Uno dei più importanti patrimoni italiani e l'unico, forse, ancora intatto è quello degli accenti che, come spezie, risultano sparsi con eguale generosità su tutta la Penisola. Dico accenti e non dialetti perché questi ultimi, in alcune aree, sono da tempo trascurati in favore dell'italiano, o di una sua stentata parodia. Gli accenti, invece, resistono. E attecchiscono: lo dimostra la parlata bresciana di Balotelli.
Tra gli accenti che preferisco c'è quello romagnolo. Durante il servizio militare per una settimana fui comandato alla guardia in polveriera con un commilitone riminese: insieme dovevamo svolgere una ronda tra le baracche piene di esplosivi. Per far passare il tempo, chiedevo al commilitone di ripetere frasi che mi venivano in mente, solo per sentirle declinare nel suo pastoso accento d'origine. Egli per un po' acconsentiva ma alla lunga, esasperato, mi invitava a “piantarla, brott cancarazz, altrimenti ti tiro una fucilata”.
La storia mi è venuta in mente leggendo, ieri, di una polemica, a Faenza, sulla decisione della giunta di chiudere il centro alle auto. Il Corriere di Romagna ha raccolto l'indignazione delle opposizioni.

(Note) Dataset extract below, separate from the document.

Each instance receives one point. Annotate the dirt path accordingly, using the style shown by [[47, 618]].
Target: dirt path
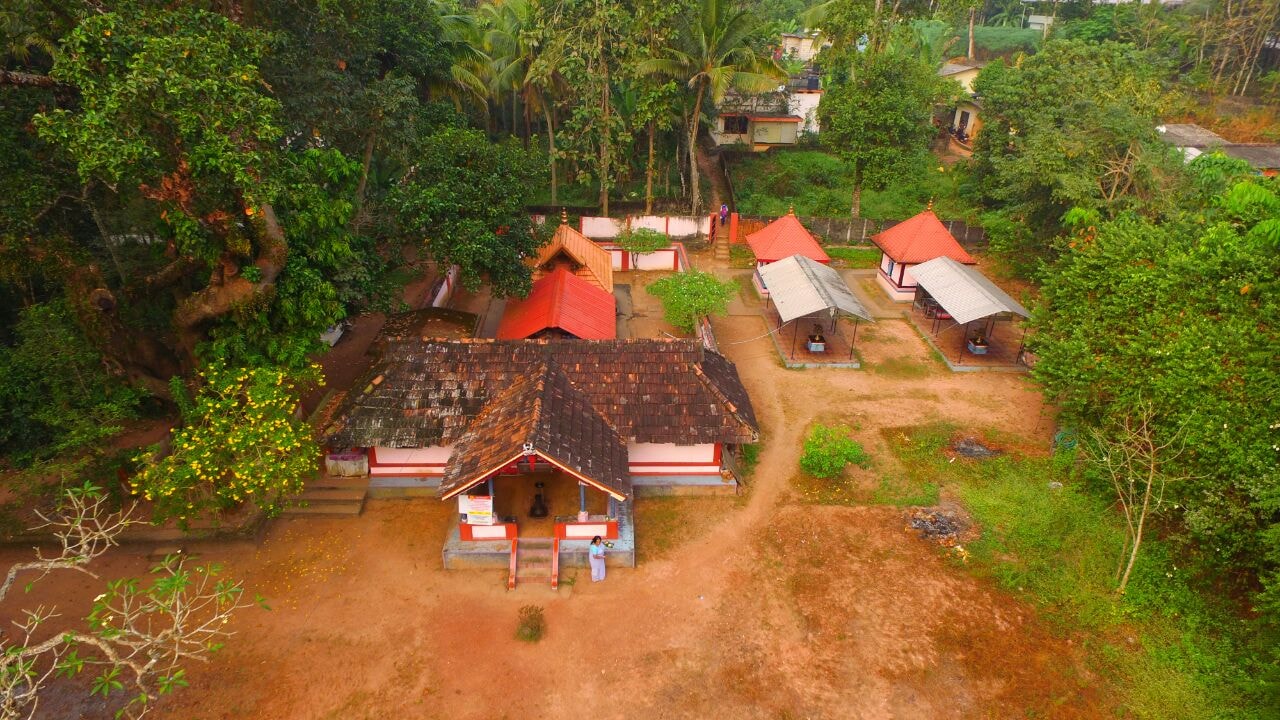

Si tratterebbe di una diatriba locale, per nulla originale, se non potessimo, usando l'immaginazione, insaporirla applicandovi l'opportuna inflessione dialettale. “L'assessore – ha detto un'esponente del Pdl – ha una concezione dell'inquinamento molto zonizzata”. Riuscite a immaginare come direbbe la parola “zonizzata” un romagnolo? E ancora, alle affermazioni della maggioranza che il provvedimento avrebbe portato in centro frotte di pedoni e ciclisti, una consigliera di minoranza, scettica, risponde: “A Medjugorje qualcuno dice di aver visto la Madonna: è niente in confronto a quello che sta succedendo a Faenza”. Un'ironia così, non volgare ma piuttosto terra a terra, ha bisogno dell'accento per volare e farsi gagliarda, per colpire e restare nella memoria. Senza accenti gli italiani non sarebbero più capaci di parole. Solo di dichiarazioni a mezzo stampa.